Arriviamo al quartiere al-Bustan, al Community Center al-Bustan Association. Il centro offre attività educative e socializzanti per circa 200 bambini, oltre a disporre di un supporto psico-sociale completo di specialisti qualificati. L’unico posto dove bambini e ragazzi possono incontrarsi e fare qualcosa, talvolta non se ne vogliono più andare a casa e chiedono di restare ad aiutare in qualche modo.

I giovani fondatori sono stati arrestati più volte, chiunque lotti per i suoi diritti è un criminale. Kutaba, che ci accompagna nel corso della nostra visita, è finito in galera sette volte entro i suoi 15 anni. A volte si ha paura persino di rispondere al cellulare in arabo.

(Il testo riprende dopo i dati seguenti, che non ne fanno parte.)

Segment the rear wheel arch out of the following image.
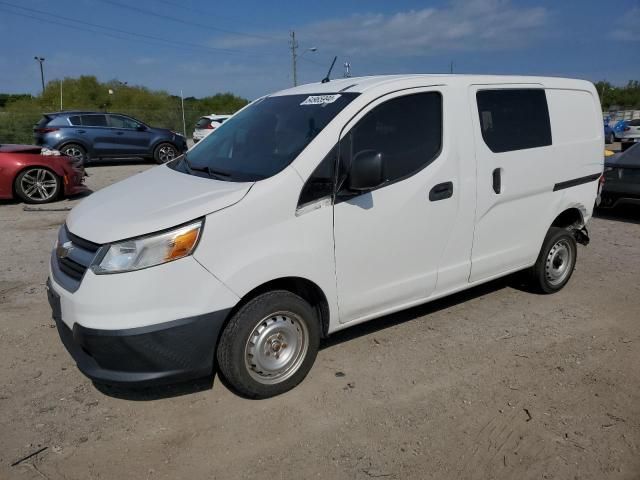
[550,207,585,230]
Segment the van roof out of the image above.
[272,74,593,96]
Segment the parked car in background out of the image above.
[193,113,231,143]
[611,120,627,141]
[617,118,640,151]
[604,122,616,143]
[0,145,88,203]
[48,75,604,398]
[599,143,640,208]
[33,111,187,163]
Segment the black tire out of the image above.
[530,227,578,293]
[217,290,320,398]
[13,167,62,203]
[60,143,89,167]
[153,142,179,165]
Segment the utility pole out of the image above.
[344,62,351,78]
[180,89,187,138]
[33,57,44,95]
[291,30,298,87]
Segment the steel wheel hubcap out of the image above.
[20,168,58,201]
[158,145,176,162]
[545,240,573,285]
[245,312,309,384]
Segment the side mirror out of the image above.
[349,150,384,191]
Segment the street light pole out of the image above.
[291,30,298,87]
[33,57,44,95]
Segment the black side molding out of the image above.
[553,173,602,192]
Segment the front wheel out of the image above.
[531,227,578,293]
[14,167,62,203]
[217,290,320,398]
[153,143,178,164]
[60,143,88,167]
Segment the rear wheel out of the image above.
[153,142,178,164]
[14,167,62,203]
[531,227,578,293]
[60,143,87,166]
[217,290,320,398]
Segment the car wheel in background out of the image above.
[153,143,178,164]
[60,143,87,166]
[531,227,578,293]
[217,290,320,398]
[14,167,62,203]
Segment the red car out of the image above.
[0,145,88,203]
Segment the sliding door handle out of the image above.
[493,168,502,193]
[429,182,453,202]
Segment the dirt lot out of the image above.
[0,165,640,479]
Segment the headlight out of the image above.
[91,220,202,275]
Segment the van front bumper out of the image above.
[47,281,229,386]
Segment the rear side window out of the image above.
[476,89,551,153]
[340,92,442,183]
[82,115,107,127]
[36,115,51,128]
[47,116,69,127]
[109,115,139,129]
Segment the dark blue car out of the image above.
[33,111,187,163]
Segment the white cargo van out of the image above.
[48,75,604,397]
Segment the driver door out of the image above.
[334,87,458,323]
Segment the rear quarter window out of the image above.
[82,115,107,127]
[547,89,603,144]
[476,88,551,153]
[196,117,211,128]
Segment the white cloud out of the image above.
[611,7,640,42]
[216,0,549,56]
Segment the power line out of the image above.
[0,0,282,58]
[101,0,283,42]
[156,0,282,32]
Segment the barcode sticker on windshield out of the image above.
[300,93,340,105]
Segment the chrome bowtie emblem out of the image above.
[56,242,73,258]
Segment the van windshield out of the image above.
[169,92,358,182]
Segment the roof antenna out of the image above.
[320,55,338,83]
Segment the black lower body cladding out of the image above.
[48,280,229,386]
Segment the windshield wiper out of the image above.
[183,158,231,179]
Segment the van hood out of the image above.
[67,165,253,244]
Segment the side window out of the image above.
[47,115,69,127]
[476,89,551,153]
[109,115,138,128]
[82,115,107,127]
[340,92,442,189]
[298,145,338,207]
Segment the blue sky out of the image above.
[0,0,640,98]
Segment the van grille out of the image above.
[51,225,101,292]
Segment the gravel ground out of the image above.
[0,164,640,479]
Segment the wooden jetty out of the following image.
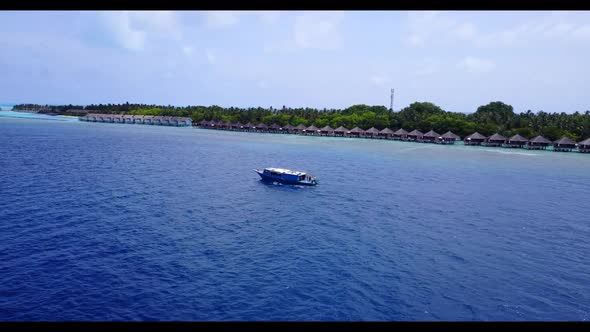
[578,138,590,153]
[436,130,461,144]
[553,137,577,152]
[463,131,486,145]
[408,129,424,142]
[334,126,350,136]
[420,130,442,143]
[78,113,193,127]
[393,128,408,141]
[526,135,551,150]
[320,126,334,136]
[484,133,506,147]
[503,134,529,149]
[188,119,590,153]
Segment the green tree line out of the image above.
[14,101,590,141]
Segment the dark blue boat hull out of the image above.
[256,171,317,186]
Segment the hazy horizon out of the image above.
[0,11,590,113]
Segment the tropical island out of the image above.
[13,101,590,141]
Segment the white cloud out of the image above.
[258,81,269,89]
[294,12,343,50]
[205,11,240,29]
[416,59,438,76]
[99,11,182,51]
[406,11,590,48]
[457,56,496,73]
[406,11,477,47]
[101,12,146,51]
[571,25,590,40]
[257,10,281,24]
[182,46,193,55]
[369,74,389,86]
[205,49,217,64]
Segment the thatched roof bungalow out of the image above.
[393,128,408,140]
[123,114,133,123]
[408,129,424,141]
[504,134,529,148]
[463,131,486,145]
[553,137,576,152]
[346,127,365,137]
[176,116,193,127]
[365,127,379,137]
[422,130,442,143]
[279,123,295,133]
[527,135,551,150]
[303,125,320,135]
[437,130,461,144]
[485,133,506,146]
[254,122,268,131]
[334,126,349,136]
[578,138,590,153]
[293,124,307,133]
[320,126,334,136]
[377,128,393,138]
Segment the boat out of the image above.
[254,167,318,186]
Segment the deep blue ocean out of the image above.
[0,112,590,321]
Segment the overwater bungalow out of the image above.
[334,126,349,136]
[365,127,379,138]
[484,133,506,147]
[293,124,307,134]
[578,138,590,153]
[346,127,365,137]
[320,126,334,136]
[503,134,529,148]
[176,116,193,127]
[553,137,576,152]
[303,125,320,135]
[377,128,393,139]
[240,122,254,131]
[253,122,268,132]
[143,115,154,124]
[123,114,133,123]
[436,130,461,144]
[463,131,486,145]
[279,123,295,134]
[527,135,551,150]
[160,116,172,126]
[408,129,424,141]
[152,115,164,126]
[421,130,442,143]
[393,128,408,141]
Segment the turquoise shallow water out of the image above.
[0,116,590,321]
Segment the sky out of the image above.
[0,11,590,113]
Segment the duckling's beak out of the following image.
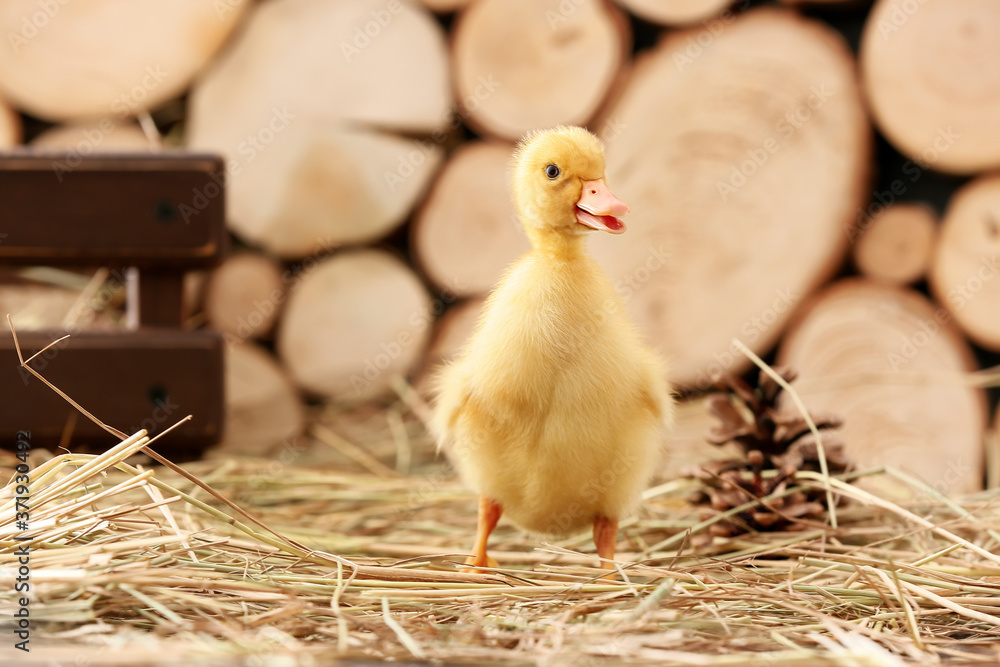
[576,178,628,234]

Community Center al-Bustan Association - Gerusalemme

Decine di case sono a rischio di demolizione con la scusa di dover ripristinare un luogo sacro, un parco, o l’antica residenza di un rabbino ormai dimenticato. Le minacce delle istituzioni vengono corrisposte con scritte e dipinti sui muri. La popolazione resiste – cos’altro potrebbe fare? – ma l’eventualità di rimanere senza un tetto è una minaccia ricorrente che accompagna i giovani per tutta la loro vita e ne esacerba gli animi fino allo sfociare di atti tragici e sconsiderati.

Anche questa è Gerusalemme, capitale di nessuno, dimora spirituale di tutti.